Un bon résumé de la dualité des réactions de l'opinion publique

Dehors, la politesse

Pour Inna, ne pas être « une militante traditionnelle » passe d'ailleurs par l'adoption d'un lexique guerrier. « Nous sommes des soldats. Et nous invitons toutes les femmes à venir nous rejoindre sur les manifestations. Mais pour cela, il faut être aguerrie - physiquement mais aussi mentalement.
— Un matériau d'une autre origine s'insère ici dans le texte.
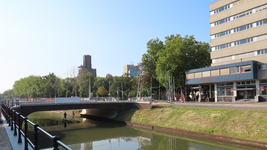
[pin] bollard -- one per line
(36, 145)
(20, 123)
(55, 139)
(11, 119)
(26, 133)
(15, 123)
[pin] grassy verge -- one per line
(245, 124)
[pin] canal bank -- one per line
(241, 126)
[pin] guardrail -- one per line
(15, 120)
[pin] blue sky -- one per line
(42, 36)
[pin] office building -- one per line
(238, 51)
(130, 71)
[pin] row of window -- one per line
(220, 9)
(239, 15)
(249, 12)
(222, 21)
(239, 56)
(240, 42)
(238, 29)
(238, 2)
(243, 41)
(218, 72)
(245, 27)
(262, 67)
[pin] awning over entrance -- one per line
(246, 89)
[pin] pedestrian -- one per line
(65, 115)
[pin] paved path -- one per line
(4, 140)
(240, 106)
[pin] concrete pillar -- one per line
(235, 91)
(210, 91)
(215, 93)
(258, 88)
(200, 90)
Voilà l'utilité de notre camp d'entraînement : accueillir les femmes, les booster, les faire courir sur un tapis, taper dans les punching-balls. » En effet, FEMEN met un point d'honneur à ne jamais abandonner : « Quand un CRS arrive, on recommande aux femmes de se débattre coûte que coûte, de ne pas se faire dégager, de continuer à hurler les slogans. C'est ça, être activiste. Ne jamais laisser tomber. »
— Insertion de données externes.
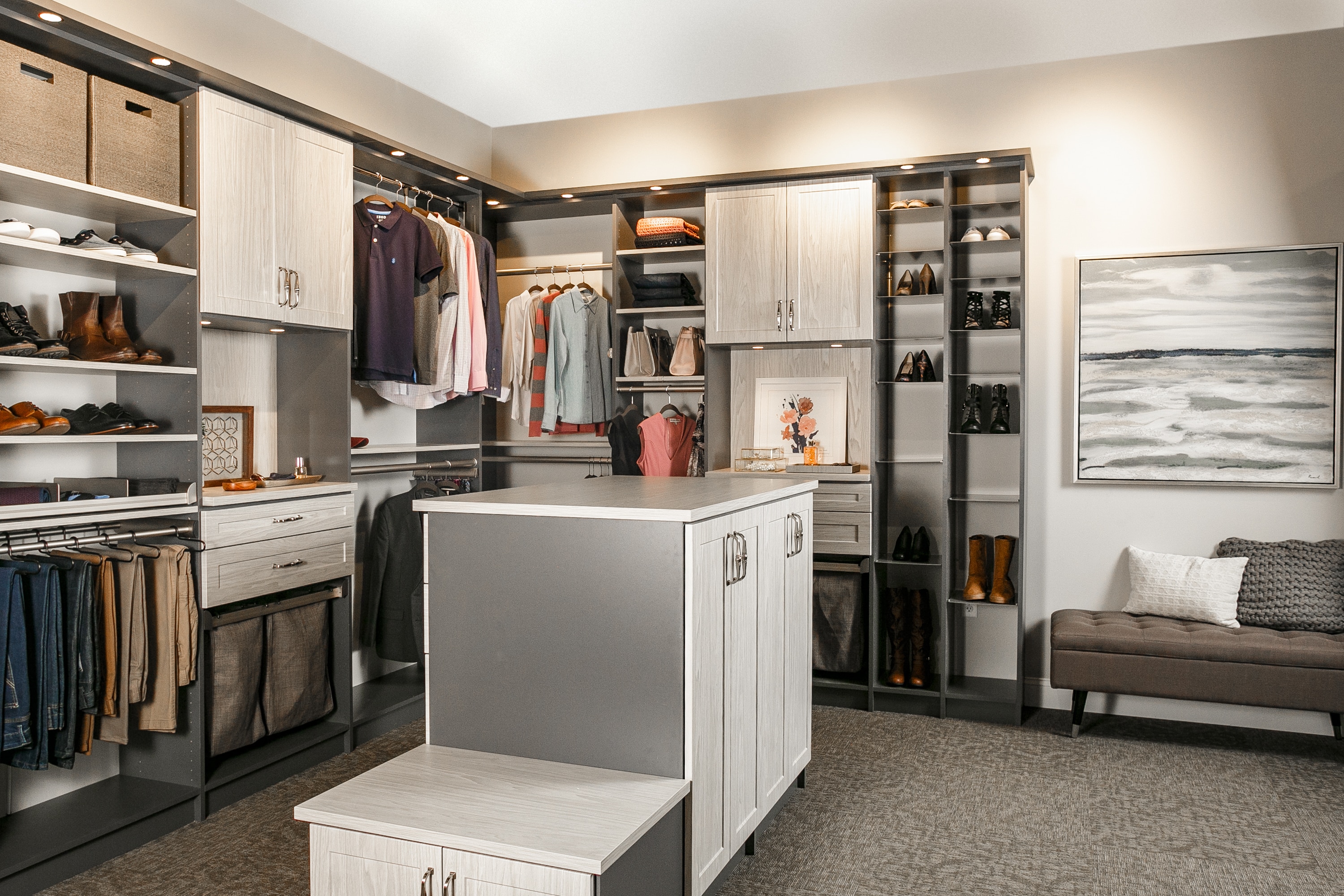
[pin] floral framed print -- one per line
(1210, 369)
(804, 417)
Pour Éloise, sympathisante (mais pas militante, car elle « préfère garder [son] indépendance »), ce zèle est une vraie plus-value : « Les féministes qui trouvent que montrer ses seins c'est contredire la cause, je trouve leur critique autoritaire et déplacé. Cet argument revient à opposer à un moyen d'action, une stratégie pensée pour créer le buzz, des happenings impertinents et décalés, un argument d'autorité qui se prend très au sérieux et tourne en boucle. Et puis, "déconstruire" suppose justement accepter d'autres formes de contestation de la norme. Oui, pourquoi pas la caricature d'une Barbie punk qui reprend à son compte les clichés pour pointer des stéréotypes qui nous aliènent toutes, si ça fonctionne ? Peut-être que s'il y a quelque chose que "le féminisme ne doit plus utiliser", c'est la politesse ! »

Bref, alors que le débat tourne toujours autour de la problématique « se mettre seins nus pour militer, est-ce que c'est puiser dans le terreau du sexisme pourtant dénoncé OU provocant de génie parce que ça permet une réappropriation du corps ? », les FEMEN promettent de bientôt donner plus d'informations sur leur camp d'entraînement et de mettre en ligne un site en français.